Lifters debate all the time about whether they are required to consume a whole cow for the greatest muscle growth. So, this doesn’t get along with the keto rules that if you eat protein a 20 percent of total calories will take you out of ketosis. 20 percent is even a generous number. This small amount of protein every day would make the muscles of the bodybuilders and lifters to begin to shrink.

No Rules Work for Everybody

If you don’t provide your body with sugar, the body will break down protein to receive it, and that protein will come principally from the muscle tissues. Ketosis itself is your body’s method of attempting to maintain that protein and your muscles. But bring in a satisfactory quantity of carbs or protein and the body takes a pass on the ketosis process and proceeds back to use sugar as its energy origin.

The problem is, there are no rules that apply to everyone. One person might get knocked out of ketosis for having a regime that’s 20% protein, and another individual might get the same result for consuming a lot less.

However, the latest discussion regarding ketosis has reached a point when people say that the worries regarding gluconeogenesis which is the process when amino acids are converted to sugar are superfluous and that it doesn’t really occur when keto dieters eat high volumes of protein. At least not to the point where it knocks the body out of keto.

However, others claim that gluconeogenesis is a non-factor, and if the protein does take you out of ketosis, it’s due to the fact that the excess protein is providing oxaloacetate to acetyl-CoA in the Krebs cycle.

The significant point is regardless of the quantity of protein a bodybuilder or lifter needs to build muscle or maintain it is sufficient to take you out of ketosis state.

Studies Aimed at Diabetics Don’t Count

Some of the keto supporters point to studies that are regularly printed in diabetic journals. These experiments show gluconeogenesis does happen after a high protein feed but following very special events. Even so, they keep the quantity of sugar produced.

Those experiments do point that dietary proteins offer very little to glucose generation, but the test participants were not in the ketosis state in the first place. Generally, the subjects were people suffering from diabetes, or healthy people who’d just fasted overnight and were then given a high protein, zero-carb meal. Therefore, gluconeogenesis happened, but as keto supporters insist, only to an insignificant level.

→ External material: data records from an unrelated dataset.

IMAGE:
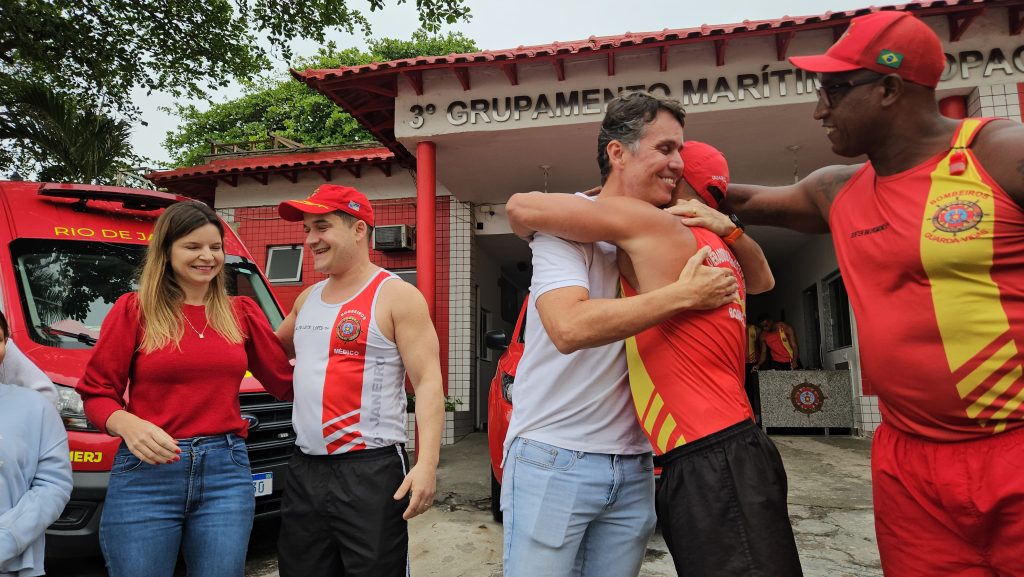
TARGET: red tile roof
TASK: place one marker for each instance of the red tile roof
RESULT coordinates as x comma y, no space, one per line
272,162
369,91
596,43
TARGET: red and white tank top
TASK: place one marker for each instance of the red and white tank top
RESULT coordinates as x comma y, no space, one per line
349,378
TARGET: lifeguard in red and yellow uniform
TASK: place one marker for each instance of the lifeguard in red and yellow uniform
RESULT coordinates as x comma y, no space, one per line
930,240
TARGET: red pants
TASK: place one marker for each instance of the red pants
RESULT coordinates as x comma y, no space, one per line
949,508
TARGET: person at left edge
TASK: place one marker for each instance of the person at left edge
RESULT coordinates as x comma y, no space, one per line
181,478
35,472
349,492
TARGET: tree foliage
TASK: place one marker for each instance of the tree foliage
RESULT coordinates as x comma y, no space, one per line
291,109
59,137
104,48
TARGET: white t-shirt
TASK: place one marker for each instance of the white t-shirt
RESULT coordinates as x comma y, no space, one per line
582,401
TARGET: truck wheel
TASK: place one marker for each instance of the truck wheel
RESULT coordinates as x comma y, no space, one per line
496,498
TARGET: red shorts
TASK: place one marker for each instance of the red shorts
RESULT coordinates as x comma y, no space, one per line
949,508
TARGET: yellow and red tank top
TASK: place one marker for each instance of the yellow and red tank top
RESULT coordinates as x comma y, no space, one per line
778,344
349,378
686,374
934,260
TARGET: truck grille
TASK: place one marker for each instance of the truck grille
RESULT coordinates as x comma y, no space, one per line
270,442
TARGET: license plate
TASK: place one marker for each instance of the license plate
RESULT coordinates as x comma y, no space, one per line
262,484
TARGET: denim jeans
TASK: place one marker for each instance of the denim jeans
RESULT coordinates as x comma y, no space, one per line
576,513
202,504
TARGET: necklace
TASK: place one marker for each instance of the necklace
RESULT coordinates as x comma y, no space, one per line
202,334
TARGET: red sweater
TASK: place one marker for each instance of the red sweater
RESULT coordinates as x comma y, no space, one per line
192,392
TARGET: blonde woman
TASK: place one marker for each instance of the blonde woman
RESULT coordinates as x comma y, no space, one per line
181,478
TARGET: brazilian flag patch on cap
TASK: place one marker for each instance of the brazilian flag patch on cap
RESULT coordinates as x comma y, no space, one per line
890,58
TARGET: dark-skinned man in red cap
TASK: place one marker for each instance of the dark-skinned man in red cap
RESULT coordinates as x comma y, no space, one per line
930,240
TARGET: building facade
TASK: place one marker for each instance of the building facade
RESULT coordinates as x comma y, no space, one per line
462,133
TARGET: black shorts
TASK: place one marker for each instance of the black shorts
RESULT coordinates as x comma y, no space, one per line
722,505
338,518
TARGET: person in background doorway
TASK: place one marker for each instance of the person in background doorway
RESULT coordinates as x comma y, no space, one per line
180,481
778,345
35,474
751,368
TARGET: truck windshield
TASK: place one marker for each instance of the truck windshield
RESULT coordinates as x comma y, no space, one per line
68,287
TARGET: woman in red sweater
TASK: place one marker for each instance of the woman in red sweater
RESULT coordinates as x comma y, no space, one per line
181,478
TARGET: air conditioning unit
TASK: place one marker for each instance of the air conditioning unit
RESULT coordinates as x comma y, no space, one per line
394,237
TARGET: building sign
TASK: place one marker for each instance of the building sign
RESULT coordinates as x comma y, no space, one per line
766,83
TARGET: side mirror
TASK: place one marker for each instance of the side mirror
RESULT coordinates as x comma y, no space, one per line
497,339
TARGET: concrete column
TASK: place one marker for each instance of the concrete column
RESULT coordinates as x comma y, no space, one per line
426,238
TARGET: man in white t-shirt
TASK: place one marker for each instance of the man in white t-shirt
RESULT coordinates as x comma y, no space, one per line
578,496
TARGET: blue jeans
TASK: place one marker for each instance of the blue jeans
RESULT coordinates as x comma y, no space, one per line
576,513
202,504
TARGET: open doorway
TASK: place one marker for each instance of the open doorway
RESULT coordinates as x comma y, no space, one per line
812,328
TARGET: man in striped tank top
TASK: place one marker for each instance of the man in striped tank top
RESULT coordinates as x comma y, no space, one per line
930,239
354,337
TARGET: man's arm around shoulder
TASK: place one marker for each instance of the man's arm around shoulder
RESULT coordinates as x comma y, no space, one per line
999,148
803,206
573,321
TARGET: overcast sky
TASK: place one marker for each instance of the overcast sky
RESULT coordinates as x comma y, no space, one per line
507,25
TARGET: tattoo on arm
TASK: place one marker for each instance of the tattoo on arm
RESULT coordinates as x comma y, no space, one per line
829,184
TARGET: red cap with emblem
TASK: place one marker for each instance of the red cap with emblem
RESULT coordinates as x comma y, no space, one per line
886,42
328,198
706,170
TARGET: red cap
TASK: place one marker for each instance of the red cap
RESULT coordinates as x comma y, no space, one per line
886,42
328,198
704,167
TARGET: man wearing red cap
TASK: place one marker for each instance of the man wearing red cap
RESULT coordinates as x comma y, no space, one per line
355,335
930,240
722,501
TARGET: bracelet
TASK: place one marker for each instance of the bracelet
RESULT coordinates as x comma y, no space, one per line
733,236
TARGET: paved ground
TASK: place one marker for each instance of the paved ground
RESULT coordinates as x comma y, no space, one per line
829,506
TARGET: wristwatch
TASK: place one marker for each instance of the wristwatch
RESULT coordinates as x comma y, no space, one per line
736,233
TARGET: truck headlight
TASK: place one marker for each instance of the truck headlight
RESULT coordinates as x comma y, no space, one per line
73,410
507,381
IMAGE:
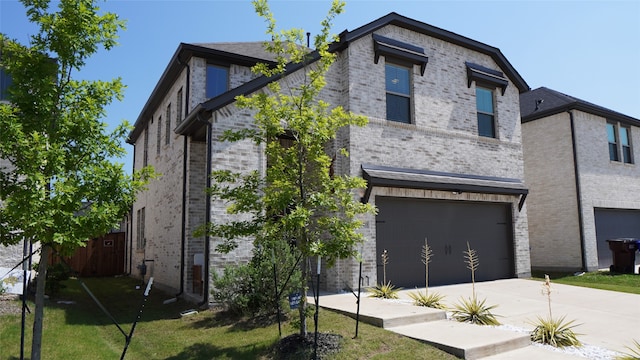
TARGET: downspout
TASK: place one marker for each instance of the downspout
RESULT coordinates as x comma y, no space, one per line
183,229
133,166
576,175
207,238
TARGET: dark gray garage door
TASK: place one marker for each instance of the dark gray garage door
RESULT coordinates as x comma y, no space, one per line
403,223
611,224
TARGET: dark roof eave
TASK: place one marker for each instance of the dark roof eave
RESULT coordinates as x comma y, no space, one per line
178,61
584,107
417,26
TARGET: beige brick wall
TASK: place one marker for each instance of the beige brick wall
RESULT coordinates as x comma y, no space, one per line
604,183
552,204
443,136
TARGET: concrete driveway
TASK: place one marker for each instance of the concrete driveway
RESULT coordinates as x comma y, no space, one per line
607,319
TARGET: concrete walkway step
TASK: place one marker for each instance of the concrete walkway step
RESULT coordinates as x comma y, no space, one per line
466,341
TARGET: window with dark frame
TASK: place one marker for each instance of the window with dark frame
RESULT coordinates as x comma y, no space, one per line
612,138
140,241
217,80
398,93
485,110
179,107
159,136
145,151
619,141
167,135
625,143
5,82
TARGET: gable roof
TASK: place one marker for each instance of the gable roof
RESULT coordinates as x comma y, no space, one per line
241,53
193,121
543,102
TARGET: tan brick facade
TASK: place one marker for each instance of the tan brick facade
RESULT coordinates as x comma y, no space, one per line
443,137
553,204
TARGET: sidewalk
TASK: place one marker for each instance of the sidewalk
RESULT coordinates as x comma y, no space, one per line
609,320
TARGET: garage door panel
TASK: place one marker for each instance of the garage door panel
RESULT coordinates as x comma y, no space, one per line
404,223
611,224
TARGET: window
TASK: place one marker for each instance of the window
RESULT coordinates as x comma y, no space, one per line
140,240
613,142
398,93
179,107
167,135
486,115
159,136
619,139
145,152
626,145
217,80
5,82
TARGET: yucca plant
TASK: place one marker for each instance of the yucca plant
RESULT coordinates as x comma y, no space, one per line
384,290
472,310
555,332
634,353
433,300
429,300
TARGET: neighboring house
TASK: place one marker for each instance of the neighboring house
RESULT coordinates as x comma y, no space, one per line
580,166
442,155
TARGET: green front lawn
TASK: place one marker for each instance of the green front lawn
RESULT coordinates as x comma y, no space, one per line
82,331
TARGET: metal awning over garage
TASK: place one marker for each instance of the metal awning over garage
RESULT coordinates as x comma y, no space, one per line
384,176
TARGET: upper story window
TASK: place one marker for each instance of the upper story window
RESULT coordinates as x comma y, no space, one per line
485,110
217,80
179,106
619,139
400,59
612,138
167,138
159,136
398,89
5,82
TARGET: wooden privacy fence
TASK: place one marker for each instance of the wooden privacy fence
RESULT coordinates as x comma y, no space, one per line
103,256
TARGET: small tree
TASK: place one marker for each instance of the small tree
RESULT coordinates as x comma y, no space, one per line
299,199
60,187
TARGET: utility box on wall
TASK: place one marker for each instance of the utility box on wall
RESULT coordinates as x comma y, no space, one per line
103,256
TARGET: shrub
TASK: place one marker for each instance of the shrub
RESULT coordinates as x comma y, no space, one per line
249,289
555,332
433,300
384,291
474,311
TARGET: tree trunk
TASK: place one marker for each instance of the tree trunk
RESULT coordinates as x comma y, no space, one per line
36,345
302,309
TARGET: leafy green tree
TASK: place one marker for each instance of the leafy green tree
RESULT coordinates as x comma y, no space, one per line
300,199
60,187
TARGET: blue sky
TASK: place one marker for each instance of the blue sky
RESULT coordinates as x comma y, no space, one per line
587,49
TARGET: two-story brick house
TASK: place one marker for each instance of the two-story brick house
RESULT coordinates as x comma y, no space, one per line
442,154
580,166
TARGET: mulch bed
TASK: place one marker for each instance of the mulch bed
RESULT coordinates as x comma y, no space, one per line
10,304
298,347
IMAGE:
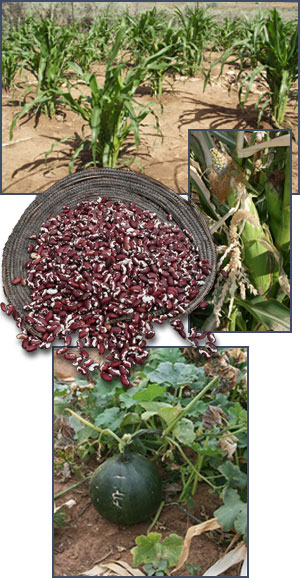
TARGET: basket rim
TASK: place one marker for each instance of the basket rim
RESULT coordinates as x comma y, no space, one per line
64,189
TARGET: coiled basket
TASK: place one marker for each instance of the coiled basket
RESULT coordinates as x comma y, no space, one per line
117,184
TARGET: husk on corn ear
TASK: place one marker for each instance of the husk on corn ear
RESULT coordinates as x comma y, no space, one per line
227,182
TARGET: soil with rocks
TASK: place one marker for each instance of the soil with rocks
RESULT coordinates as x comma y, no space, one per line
88,539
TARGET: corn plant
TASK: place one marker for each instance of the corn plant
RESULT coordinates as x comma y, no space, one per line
271,50
225,33
143,30
194,30
45,53
10,65
111,112
247,202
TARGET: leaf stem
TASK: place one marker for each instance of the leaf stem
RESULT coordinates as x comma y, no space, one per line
160,507
186,409
121,442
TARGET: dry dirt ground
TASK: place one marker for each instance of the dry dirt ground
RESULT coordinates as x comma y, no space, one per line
185,106
88,538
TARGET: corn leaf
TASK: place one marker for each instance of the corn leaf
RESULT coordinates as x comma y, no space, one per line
272,314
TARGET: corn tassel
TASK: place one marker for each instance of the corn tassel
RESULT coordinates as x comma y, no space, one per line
255,238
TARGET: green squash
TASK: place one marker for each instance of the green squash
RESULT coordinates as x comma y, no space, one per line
126,489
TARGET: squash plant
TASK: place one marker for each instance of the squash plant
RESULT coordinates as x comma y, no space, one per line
194,424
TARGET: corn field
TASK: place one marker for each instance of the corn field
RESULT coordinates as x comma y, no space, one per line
140,49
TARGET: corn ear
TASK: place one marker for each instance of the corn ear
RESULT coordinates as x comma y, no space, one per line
258,259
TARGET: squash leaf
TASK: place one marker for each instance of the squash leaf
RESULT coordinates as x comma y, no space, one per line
150,549
233,513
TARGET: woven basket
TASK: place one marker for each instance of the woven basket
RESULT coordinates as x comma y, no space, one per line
117,184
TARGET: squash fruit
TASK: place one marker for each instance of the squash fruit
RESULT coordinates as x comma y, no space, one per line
126,489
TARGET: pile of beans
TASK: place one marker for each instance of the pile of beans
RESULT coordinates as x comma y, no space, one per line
107,271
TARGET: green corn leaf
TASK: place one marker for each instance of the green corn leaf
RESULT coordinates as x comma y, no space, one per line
272,314
95,127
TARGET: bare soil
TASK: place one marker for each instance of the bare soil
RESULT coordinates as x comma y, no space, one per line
185,106
89,539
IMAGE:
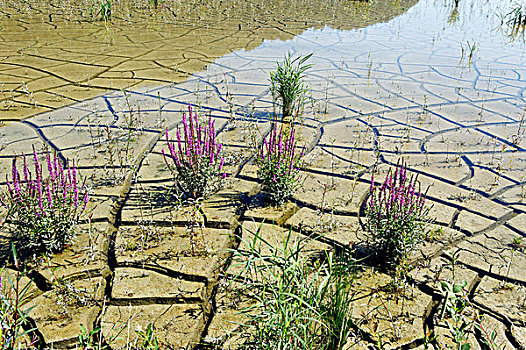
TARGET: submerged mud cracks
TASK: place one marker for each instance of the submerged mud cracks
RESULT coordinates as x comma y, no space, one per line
390,91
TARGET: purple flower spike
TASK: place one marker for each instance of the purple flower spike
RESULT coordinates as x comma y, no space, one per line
195,157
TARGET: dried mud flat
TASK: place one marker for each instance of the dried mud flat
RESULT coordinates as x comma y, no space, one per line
459,128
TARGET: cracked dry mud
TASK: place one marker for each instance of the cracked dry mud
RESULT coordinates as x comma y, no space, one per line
377,95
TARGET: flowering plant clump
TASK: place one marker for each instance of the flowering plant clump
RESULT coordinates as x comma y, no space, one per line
396,215
278,164
196,158
43,212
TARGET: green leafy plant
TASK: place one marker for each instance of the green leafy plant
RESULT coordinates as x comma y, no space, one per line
278,164
101,9
96,340
43,212
195,159
455,303
13,319
299,304
287,86
396,216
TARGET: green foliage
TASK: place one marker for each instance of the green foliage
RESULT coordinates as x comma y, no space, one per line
13,319
43,212
396,216
278,164
300,305
286,84
96,340
455,303
101,10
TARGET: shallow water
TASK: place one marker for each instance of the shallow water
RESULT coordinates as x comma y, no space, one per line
408,88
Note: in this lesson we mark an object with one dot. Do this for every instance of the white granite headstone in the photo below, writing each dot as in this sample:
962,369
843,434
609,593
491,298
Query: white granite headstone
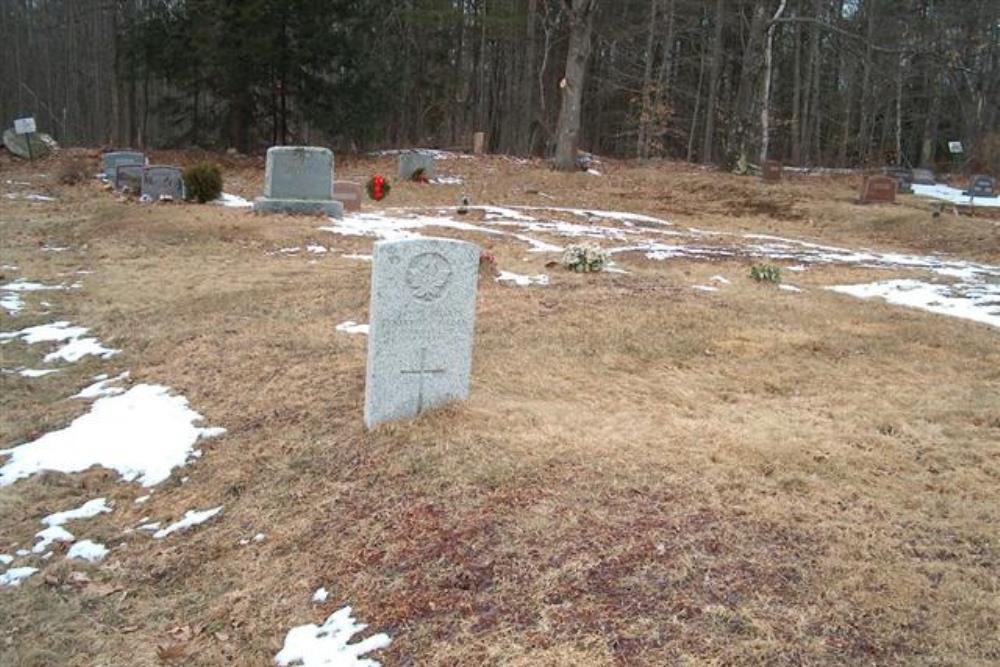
421,315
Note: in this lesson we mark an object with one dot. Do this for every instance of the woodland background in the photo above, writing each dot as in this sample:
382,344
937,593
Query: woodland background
853,82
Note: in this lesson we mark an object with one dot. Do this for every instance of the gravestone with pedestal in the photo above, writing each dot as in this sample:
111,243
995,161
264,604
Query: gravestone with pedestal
298,179
923,177
903,178
771,170
981,186
421,317
114,159
878,189
349,194
412,162
159,183
129,176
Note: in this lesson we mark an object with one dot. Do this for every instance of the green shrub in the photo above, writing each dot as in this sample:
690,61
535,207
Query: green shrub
203,182
585,257
766,273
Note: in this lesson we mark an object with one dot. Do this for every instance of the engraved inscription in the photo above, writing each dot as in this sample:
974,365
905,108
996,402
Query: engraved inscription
428,276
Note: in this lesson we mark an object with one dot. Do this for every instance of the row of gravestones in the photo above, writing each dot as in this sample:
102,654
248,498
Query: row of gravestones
130,169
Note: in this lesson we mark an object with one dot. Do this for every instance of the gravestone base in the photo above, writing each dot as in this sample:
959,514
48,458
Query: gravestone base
332,208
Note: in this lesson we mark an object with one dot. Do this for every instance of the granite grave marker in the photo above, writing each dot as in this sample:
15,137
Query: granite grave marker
421,317
299,179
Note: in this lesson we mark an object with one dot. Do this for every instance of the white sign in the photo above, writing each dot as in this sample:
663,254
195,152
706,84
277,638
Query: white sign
24,126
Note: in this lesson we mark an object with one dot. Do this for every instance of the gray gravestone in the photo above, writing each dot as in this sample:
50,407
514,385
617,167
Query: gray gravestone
162,183
982,186
117,158
412,161
298,179
349,194
130,176
923,177
421,316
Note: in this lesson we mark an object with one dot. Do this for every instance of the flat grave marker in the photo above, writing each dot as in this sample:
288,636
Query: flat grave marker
421,317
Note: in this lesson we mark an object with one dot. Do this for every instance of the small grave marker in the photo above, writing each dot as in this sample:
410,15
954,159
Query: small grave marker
982,185
349,194
299,179
114,159
878,189
923,177
422,315
412,161
160,182
771,171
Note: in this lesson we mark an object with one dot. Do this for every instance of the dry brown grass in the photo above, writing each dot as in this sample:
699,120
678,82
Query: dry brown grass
645,475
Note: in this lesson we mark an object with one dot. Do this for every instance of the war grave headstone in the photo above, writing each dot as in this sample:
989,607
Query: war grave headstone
129,176
299,179
410,162
903,178
771,170
421,317
923,177
160,182
878,189
982,185
349,194
114,159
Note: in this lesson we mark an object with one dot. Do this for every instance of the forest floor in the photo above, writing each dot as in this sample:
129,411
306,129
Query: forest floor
671,464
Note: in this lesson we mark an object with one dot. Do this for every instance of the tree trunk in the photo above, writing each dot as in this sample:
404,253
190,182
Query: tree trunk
713,85
581,20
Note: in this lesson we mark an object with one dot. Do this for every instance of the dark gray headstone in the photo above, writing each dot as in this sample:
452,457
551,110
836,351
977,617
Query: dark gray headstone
412,161
421,316
923,177
298,179
162,183
130,176
982,186
115,158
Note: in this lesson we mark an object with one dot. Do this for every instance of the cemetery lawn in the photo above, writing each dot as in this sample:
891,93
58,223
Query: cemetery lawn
646,474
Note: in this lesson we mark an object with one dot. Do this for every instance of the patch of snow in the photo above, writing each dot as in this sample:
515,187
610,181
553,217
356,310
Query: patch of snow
102,388
36,372
521,280
92,552
953,195
350,326
327,645
15,575
191,518
142,434
48,536
232,201
980,303
89,509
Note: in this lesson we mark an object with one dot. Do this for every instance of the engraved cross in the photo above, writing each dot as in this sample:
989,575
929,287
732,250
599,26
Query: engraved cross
422,372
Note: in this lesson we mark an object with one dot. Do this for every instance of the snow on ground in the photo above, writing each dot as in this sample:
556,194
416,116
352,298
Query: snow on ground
327,645
142,434
953,195
232,201
191,518
980,303
15,575
350,326
521,280
92,552
89,509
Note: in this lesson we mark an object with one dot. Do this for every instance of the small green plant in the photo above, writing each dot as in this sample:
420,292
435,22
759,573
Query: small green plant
766,273
203,182
585,257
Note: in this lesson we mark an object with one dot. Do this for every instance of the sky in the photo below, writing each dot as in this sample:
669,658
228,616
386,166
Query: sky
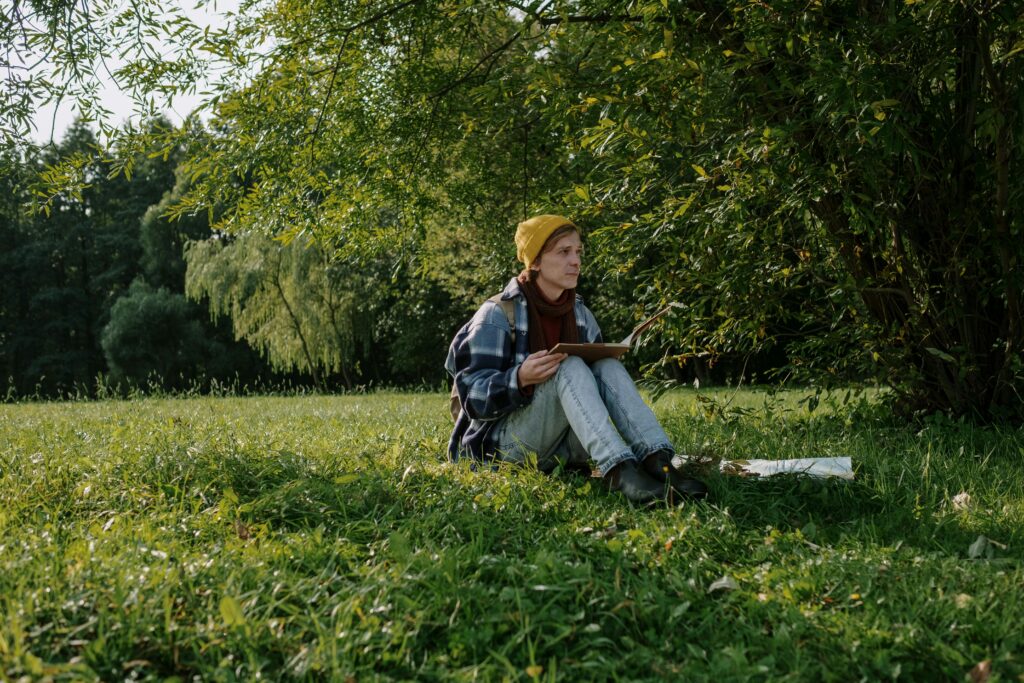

Fasting overnight, though, is sufficient to drain anyone of their glycogen stores, so it’s not unusual that a meaningful quantity of gluconeogenesis didn’t happen in these test subjects.

Keto protein-deniers have to study cases like the one made by Veldhorst, et al where participants were actually drained of carbs – 0% carbs, 30% protein, and 70% fat. They were also depleted of glycogen stocks through training. They discovered that the low-carb, high-protein diet led to an increment in energy expense, 42% of which was demonstrated by an increment in gluconeogenesis.

That’s important, and enough to knock anyone out of ketosis quickly.

If lifters or bodybuilders want to lose fat, they have to do it in the traditional way. This means that they need to reduce caloric intake while eating protein intake of between 30 and 40% of total calories and reasonable amounts of functional carbs and fat.